Prof. Joel L. Kaar discussed the paper he and his co-authors, Dr. Sean Yu McLoughlin, Prof. Mark Kastantin and Prof. Daniel K. Schwartz, recently published in Proceedings of the National Academy of Sciences. “The primary challenges in devising our approach to characterizing changes in protein structure were implementing a site-specific labeling method, which enabled single-molecule resolution, as well as a method to only image molecules at the solution-surface interface,” Kaar tells Phys.org. The scientists overcame the former challenge by incorporating unnatural amino acids – that is, those not among the 20 so-called standard amino acids – with unique functional groups for labeling with fluorophores (chemical compounds that can re-emit light upon light excitation); the latter, by using total internal reflection fluorescence microscopy, which only excites molecules in the near-surface environment, thereby minimizing the background fluorescence of molecules free in solution. “Although site-specific labeling methods have been used to monitor changes in protein conformation mainly in bulk solution, such techniques have not previously been exploited to study freely diffusible protein molecules at interfaces,” Kaar adds.
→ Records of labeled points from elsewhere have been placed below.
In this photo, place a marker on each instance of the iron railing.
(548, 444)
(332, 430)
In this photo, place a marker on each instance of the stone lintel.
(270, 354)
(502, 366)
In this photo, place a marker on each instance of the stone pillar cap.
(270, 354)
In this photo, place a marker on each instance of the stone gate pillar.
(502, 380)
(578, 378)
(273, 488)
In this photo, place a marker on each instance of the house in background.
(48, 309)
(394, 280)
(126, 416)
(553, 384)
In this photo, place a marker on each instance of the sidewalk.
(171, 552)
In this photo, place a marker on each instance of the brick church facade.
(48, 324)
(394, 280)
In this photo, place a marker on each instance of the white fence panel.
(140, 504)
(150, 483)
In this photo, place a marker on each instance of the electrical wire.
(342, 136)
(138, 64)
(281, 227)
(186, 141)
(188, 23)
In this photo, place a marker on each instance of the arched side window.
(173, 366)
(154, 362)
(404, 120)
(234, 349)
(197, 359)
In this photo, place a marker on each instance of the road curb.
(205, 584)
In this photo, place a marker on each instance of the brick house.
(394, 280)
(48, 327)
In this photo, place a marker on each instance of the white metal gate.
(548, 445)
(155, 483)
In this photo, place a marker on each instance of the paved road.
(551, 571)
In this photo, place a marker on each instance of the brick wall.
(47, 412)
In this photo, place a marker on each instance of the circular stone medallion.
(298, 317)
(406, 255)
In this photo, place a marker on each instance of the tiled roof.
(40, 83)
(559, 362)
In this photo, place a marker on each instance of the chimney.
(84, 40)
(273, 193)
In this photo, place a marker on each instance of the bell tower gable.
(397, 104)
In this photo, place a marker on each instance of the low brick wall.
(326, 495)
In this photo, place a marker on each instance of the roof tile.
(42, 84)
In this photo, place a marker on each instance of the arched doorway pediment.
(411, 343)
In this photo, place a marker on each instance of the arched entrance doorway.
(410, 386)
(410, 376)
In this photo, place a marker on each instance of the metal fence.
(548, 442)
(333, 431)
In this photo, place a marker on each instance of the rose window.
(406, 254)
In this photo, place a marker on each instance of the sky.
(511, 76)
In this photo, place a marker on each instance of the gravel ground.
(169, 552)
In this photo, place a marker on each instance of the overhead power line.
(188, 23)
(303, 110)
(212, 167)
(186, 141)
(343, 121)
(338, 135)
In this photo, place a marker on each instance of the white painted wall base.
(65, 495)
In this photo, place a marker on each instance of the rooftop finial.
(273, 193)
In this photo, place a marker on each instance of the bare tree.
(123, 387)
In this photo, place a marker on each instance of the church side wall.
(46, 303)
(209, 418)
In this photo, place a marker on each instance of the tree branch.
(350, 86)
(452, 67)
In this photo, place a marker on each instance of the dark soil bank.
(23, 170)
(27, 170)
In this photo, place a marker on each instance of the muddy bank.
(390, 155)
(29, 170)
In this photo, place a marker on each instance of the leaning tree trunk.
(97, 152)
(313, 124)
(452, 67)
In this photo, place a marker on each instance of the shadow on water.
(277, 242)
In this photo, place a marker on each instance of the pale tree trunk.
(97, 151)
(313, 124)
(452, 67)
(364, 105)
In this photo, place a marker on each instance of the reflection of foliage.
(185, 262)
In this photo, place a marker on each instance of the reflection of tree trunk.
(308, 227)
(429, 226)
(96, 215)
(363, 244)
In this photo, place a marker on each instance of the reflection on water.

As such, the researchers are the first to apply site-specific labeling methods to study protein-surface interactions.

 

“The major challenge associated with incorporating unnatural amino acids for labeling was related to the optimization of protein expression,” Kaar continues. Specifically, he explains, the expression of the enzyme organophosphorus hydrolase (OPH) – which is notoriously difficult to make in large quantities due to inclusion body formation – with the unnatural amino acid p-azido-L-Phe (AzF) had to be optimized to efficiently incorporate p-azido-L-Phe. (Inclusion body formation refers to the intracellular aggregation of partially folded expressed proteins,) “This process required modification of expression conditions,” he adds, “in which bacteria with modified genetic machinery were grown to enable production of soluble enzyme for single-molecule experiments.”